Portugal's Centeno Hopes for Europe-Wide Solution for Bad Loans

Portugal Finance Minister Mario Centeno discusses Greek debt relief, Portugal's economy, and the next successor to Mario Draghi. He spoke to Bloomberg's Nejra Cehic in Brussels. (Source: Bloomberg)

Portuguese Finance Minister Mario Centeno said he’s hopeful there will be a European approach to deal with non-performing loans affecting banks in the region, and if not his country will go ahead with its own attempt to address the problem.

“We are now discussing with the European Commission, hopefully, a European-wide solution, but if not we will advance on our own on a solution for NPLs,” Centeno said in a Bloomberg Television interview in Brussels on Tuesday. “It’s going to be a solution that has to work with market participants, both on the supply and demand sides.”

While Portugal exited its three-year international bailout program in 2014, it’s still dealing with pending issues including bad loans at banks.

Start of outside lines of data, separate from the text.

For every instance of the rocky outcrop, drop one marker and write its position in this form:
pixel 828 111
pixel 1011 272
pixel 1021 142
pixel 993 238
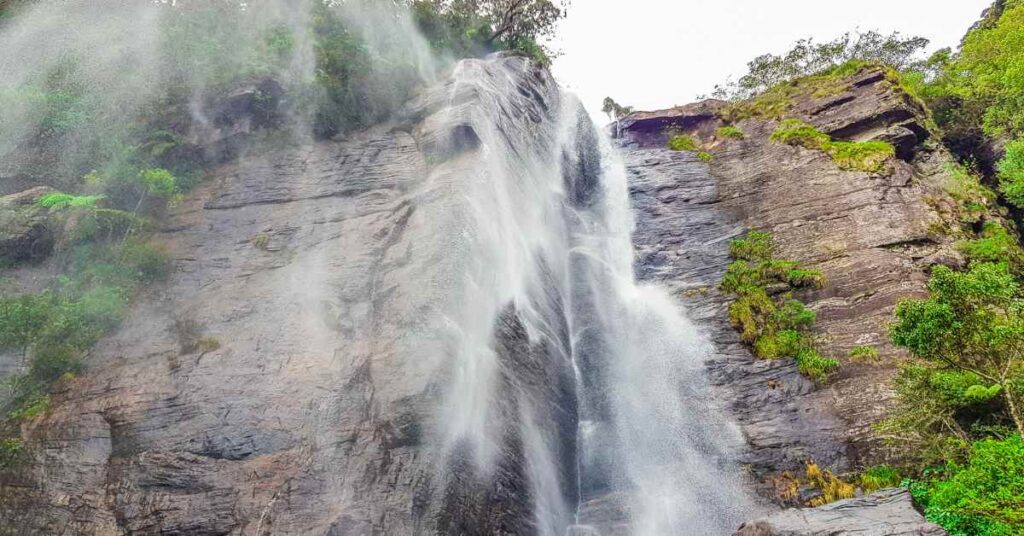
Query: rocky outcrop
pixel 26 233
pixel 886 512
pixel 873 235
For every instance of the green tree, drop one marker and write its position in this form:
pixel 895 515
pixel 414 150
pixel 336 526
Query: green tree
pixel 972 323
pixel 613 110
pixel 810 57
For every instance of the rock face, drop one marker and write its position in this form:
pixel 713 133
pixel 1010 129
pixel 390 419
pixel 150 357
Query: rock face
pixel 873 236
pixel 886 512
pixel 25 231
pixel 426 328
pixel 318 280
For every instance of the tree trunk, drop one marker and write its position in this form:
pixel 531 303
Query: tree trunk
pixel 1014 412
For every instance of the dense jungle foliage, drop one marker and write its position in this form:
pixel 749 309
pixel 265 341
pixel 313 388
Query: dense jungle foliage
pixel 958 421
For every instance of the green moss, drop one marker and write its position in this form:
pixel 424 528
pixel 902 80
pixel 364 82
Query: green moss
pixel 814 365
pixel 756 246
pixel 774 326
pixel 851 156
pixel 861 156
pixel 751 314
pixel 880 477
pixel 994 244
pixel 863 354
pixel 799 133
pixel 980 497
pixel 729 132
pixel 683 142
pixel 11 452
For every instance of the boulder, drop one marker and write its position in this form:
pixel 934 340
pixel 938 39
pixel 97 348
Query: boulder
pixel 25 233
pixel 886 512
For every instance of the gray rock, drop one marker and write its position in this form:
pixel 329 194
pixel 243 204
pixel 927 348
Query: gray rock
pixel 886 512
pixel 868 233
pixel 25 231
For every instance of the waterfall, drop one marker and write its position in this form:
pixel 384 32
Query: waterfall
pixel 566 374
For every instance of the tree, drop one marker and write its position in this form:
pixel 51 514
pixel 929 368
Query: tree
pixel 614 110
pixel 512 21
pixel 972 323
pixel 808 57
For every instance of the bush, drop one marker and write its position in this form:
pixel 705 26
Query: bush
pixel 814 365
pixel 1011 170
pixel 757 246
pixel 774 327
pixel 995 244
pixel 863 354
pixel 682 142
pixel 981 497
pixel 799 133
pixel 880 477
pixel 851 156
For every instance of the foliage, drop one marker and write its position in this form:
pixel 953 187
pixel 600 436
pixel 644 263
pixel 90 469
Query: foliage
pixel 880 477
pixel 833 488
pixel 683 142
pixel 863 354
pixel 55 327
pixel 852 156
pixel 614 110
pixel 808 57
pixel 11 451
pixel 994 244
pixel 774 326
pixel 972 323
pixel 729 132
pixel 59 200
pixel 1011 172
pixel 981 496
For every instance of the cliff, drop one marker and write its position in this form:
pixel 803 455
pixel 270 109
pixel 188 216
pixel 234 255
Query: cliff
pixel 873 235
pixel 331 356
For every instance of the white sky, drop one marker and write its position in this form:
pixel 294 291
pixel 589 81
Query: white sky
pixel 657 53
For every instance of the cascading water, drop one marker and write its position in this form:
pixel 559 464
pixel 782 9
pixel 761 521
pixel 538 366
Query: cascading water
pixel 567 372
pixel 446 336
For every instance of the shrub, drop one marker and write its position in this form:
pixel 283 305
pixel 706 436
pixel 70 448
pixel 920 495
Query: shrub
pixel 880 477
pixel 11 452
pixel 981 497
pixel 774 327
pixel 59 200
pixel 682 142
pixel 863 354
pixel 1011 170
pixel 861 156
pixel 729 132
pixel 757 246
pixel 814 365
pixel 995 244
pixel 851 156
pixel 799 133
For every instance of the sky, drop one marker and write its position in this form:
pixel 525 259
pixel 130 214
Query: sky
pixel 657 53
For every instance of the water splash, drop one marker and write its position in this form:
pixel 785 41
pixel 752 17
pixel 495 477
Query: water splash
pixel 623 437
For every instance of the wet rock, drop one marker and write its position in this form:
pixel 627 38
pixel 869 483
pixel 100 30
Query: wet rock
pixel 886 512
pixel 868 233
pixel 26 234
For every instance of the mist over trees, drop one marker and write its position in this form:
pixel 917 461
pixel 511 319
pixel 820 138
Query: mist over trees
pixel 810 57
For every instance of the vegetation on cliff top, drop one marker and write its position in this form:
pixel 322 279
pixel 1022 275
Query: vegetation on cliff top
pixel 764 311
pixel 958 418
pixel 853 156
pixel 112 143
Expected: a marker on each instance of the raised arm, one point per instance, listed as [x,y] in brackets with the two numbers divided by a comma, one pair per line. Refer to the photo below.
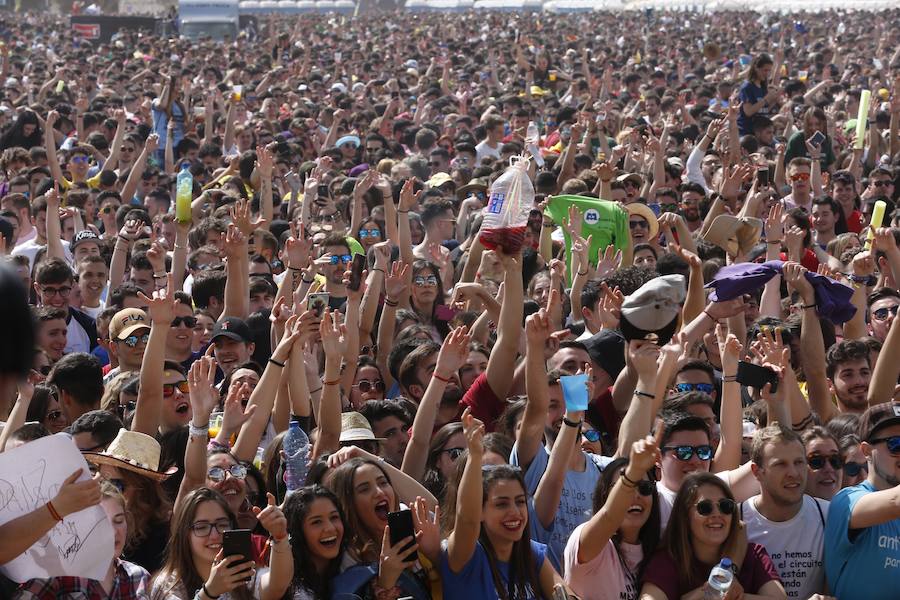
[161,310]
[263,396]
[467,527]
[531,433]
[595,535]
[452,356]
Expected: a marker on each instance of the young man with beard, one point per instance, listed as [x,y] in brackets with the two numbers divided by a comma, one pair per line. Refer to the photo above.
[788,522]
[692,195]
[337,248]
[864,520]
[849,373]
[556,518]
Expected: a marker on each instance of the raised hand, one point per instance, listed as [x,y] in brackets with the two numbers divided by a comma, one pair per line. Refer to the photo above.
[203,396]
[453,353]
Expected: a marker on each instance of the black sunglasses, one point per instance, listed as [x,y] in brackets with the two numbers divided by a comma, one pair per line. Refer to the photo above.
[725,506]
[818,462]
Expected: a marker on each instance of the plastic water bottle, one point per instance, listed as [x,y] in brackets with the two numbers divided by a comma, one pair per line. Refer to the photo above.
[183,195]
[720,579]
[296,452]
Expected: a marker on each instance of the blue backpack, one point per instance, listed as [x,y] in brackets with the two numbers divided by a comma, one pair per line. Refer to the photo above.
[352,584]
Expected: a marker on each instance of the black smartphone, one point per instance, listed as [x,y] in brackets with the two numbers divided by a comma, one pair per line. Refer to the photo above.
[236,542]
[356,268]
[401,527]
[817,138]
[756,376]
[318,303]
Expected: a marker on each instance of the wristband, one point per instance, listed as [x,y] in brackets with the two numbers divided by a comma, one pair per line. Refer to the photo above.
[53,511]
[570,423]
[198,431]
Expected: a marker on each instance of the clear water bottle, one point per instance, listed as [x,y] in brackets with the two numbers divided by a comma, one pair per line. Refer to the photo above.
[720,579]
[184,194]
[296,456]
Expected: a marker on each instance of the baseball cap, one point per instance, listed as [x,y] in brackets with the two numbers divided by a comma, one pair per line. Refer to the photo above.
[83,236]
[878,417]
[127,321]
[234,329]
[653,309]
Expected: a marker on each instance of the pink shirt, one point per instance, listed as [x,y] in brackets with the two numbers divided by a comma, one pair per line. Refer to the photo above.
[609,576]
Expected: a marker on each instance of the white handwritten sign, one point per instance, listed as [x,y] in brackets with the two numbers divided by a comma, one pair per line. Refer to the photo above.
[80,545]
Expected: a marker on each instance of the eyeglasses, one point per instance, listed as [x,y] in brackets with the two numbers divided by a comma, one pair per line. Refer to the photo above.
[882,313]
[684,453]
[218,474]
[591,435]
[62,291]
[189,322]
[725,506]
[133,340]
[365,386]
[817,462]
[852,469]
[893,444]
[454,453]
[706,388]
[169,388]
[204,528]
[423,280]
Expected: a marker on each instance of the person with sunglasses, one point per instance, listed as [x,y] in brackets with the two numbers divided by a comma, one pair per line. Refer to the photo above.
[784,518]
[605,557]
[703,530]
[129,332]
[863,521]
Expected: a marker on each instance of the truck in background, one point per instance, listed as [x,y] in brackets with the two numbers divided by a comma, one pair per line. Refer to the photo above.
[218,19]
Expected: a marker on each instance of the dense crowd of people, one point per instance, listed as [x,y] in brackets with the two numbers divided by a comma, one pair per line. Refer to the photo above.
[712,252]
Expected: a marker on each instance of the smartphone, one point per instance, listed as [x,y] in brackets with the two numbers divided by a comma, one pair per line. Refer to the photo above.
[756,376]
[401,526]
[236,542]
[817,138]
[317,303]
[356,268]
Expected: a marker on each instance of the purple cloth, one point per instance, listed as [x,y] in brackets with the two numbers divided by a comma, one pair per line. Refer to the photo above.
[832,297]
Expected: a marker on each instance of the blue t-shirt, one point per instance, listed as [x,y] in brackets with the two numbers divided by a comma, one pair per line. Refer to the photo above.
[576,504]
[475,579]
[864,563]
[750,93]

Credit at risk at Portuguese banks has been stuck at about 12 percent of the total for the last two years. Banco Comercial Portugues SA, Portugal’s biggest publicly traded bank, booked a record 1.6 billion euros ($1.8 billion) in impairments for 2016. For state-owned lender Caixa Geral de Depositos SA, impairments and provisions totaled 3 billion last year.

Centeno said on March 29 that Portugal estimates that about 5 billion euros may be enough to address the “big problems” in terms of non-performing loans hampering the country’s banks. The government is “envisaging creating a systemic solution that on the basis of a voluntary reaction from the banks to join the solution, will bring in new private capital,” he said at the time.